EU-Parlamentschef Antonio Tajani hat Bundeskanzler Sebastian Kurz (ÖVP) sein Vertrauen ausgesprochen. Der Italiener lobte am Mittwoch in Brüssel nach einem Treffen mit Kurz insbesondere dessen Erklärungen zu geplanten doppelten Staatsbürgerschaften für Südtiroler. Am Dienstagabend hatte Kurz Lob von Ratspräsident Donald Tusk und Kommissionspräsident Jean-Claude Juncker erhalten.
"Persönlich vertraue ich sehr diesem jungen Bundeskanzler, und ich glaube, dass mit ihm Europa große Schritte nach vorne machen wird", sagte Tajani. Er habe einen sehr guten Eindruck von dem Treffen und freue sich, dass der neue Kanzler seine erste Auslandsreise nach Brüssel unternommen habe. "Das ist eine positive Botschaft für Europa", und "das beweist die proeuropäische Haltung seiner Regierung" Österreich wolle eine Hauptrolle im EU-Reformprozess spielen.
Als EU-Parlamentspräsident und Europafreund freue er sich auch über die Aussagen des Kanzlers zu Doppelpässen. "Seine Worte haben mir versichert, dass keine Initiative im Alleingang eingeleitet wird, sodass Europa nicht nach hinten geht, sondern weiter nach vorne schauen wird", sagte Tajani.
Kurz erklärte, es gebe den Wunsch der Südtiroler nach doppelter Staatsbürgerschaft. Ein solches Interesse hätten auch Kinder der Opfer des Nationalsozialismus und Österreicher in Großbritannien, die unter dem Brexit leiden. "Seien Sie aber versichert, dass wir ein ausgezeichnetes Verhältnis mit Italien nicht nur heute haben, sonder auch in Zukunft haben wollen, Italien ist unser Partner. Der Premierminister ist ein persönlicher Freund von mir". In einem gemeinsamen Europa "gehört es sich, dass wir diese Vorhaben natürlich eng mit Rom besprechen werden."
Bozens Bürgermeister sieht "politische Provokation"
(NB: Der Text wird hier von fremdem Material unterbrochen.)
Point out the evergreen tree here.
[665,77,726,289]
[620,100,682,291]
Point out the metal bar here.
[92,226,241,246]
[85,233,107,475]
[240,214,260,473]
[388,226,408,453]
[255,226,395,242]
Bozens Bürgermeister Renzo Caramaschi hingegen kritisierte die Entscheidung von ÖVP und FPÖ, die Wiedererlangung der österreichischen Staatsbürgerschaft für Südtiroler ins Regierungsprogramm aufzunehmen. Als "politische Provokation" der neuen Regierung in Wien bezeichnete Caramaschi den Vorschlag der Regierungsparteien. Der Plan der Regierungskräfte sei Ausdruck des "nationalistischen Windes" in Österreich. "Es werden Barrieren errichtet, Europa ist schwach. Man verschließt sich und denkt, dass man sich so vor dem Sturm rettet", so Caramaschi laut der italienischen Nachrichtenagentur ADNKronos. Kritik kam auch von Extrembergsteiger Reinhold Messer. "Ich bin Südtiroler mit italienischem Pass und ich bin darauf stolz."
Weitere Themen des Gesprächs zwischen Kurz und Tajani waren auch der Kampf gegen den Terrorismus, die illegale Migration, die Jugendarbeitslosigkeit, die EU-Reformen und der österreichische EU-Ratsvorsitz in der zweiten Hälfte 2018. Österreich sei ein pro-europäisches Land, das aktiv in der EU mitgestalten wolle, so Kurz. Österreich wolle einen Beitrag leisten für mehr Subsidiarität in der EU und dazu beitragen, dass Krisen wie die Migrationsfrage überwunden werden. "Wir wollen auch einen Beitrag leisten, dass die Spannungen in der EU, die zwischen Ost und West entstanden sind, wieder reduziert werden können."
Während seines EU-Ratsvorsitzes strebe Österreich eine intensive Zusammenarbeit mit dem Europaparlament an, sagte Kurz. Tajani betonte, er habe Kurz nach Straßburg zu einem "echten Gespräch" mit allen Fraktionen eingeladen, wie er dies bei allen Premierministern mache. Wann der Besuch stattfinden soll, sagte er nicht. Außerdem habe er Kurz für den österreichischen EU-Vorsitz seine Unterstützung versprochen. Die Fraktionschefs des EU-Parlaments würden im nächsten Juni in Wien ein Treffen abhalten.